We present a computational recognition approach to convert network-like, image-based engineering diagrams into engineering models with which computations of interests, such as CAD modeling, simulation, information retrieval and semantic-aware editing, are enabled. The proposed approach is designed to work on diagrams produced using computer-aided drawing tools or hand sketches, and does not rely on temporal information for recognition. Our approach leverages a Convolutional Neural Network (CNN) as a trainable engineering symbol recognizer. The CNN is capable of learning the visual features of the defined symbol categories from a few user-supplied prototypical diagrams and a set of synthetically generated training samples.
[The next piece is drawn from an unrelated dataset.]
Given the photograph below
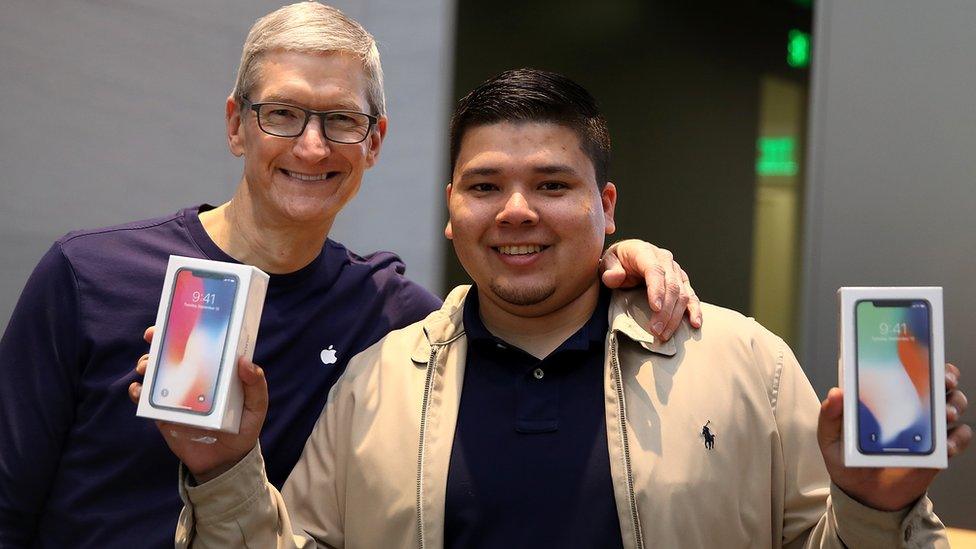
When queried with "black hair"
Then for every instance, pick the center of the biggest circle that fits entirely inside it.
(531, 95)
When deployed, the trained CNN is applied either to the entire input diagram using a multi-scale sliding window or, where applicable, to each isolated pixel cluster obtained through Connected Component Analysis (CCA). Then the connectivity between the detected symbols are analyzed to obtain an attributed graph representing the engineering model conveyed by the diagram. We evaluate the performance of the approach with benchmark datasets and demonstrate its utility in different application scenarios, including the construction and simulation of control system or mechanical vibratory system models from hand-sketched or camera-captured images, content-based image retrieval for resonant circuits and sematic-aware image editing for floor plans.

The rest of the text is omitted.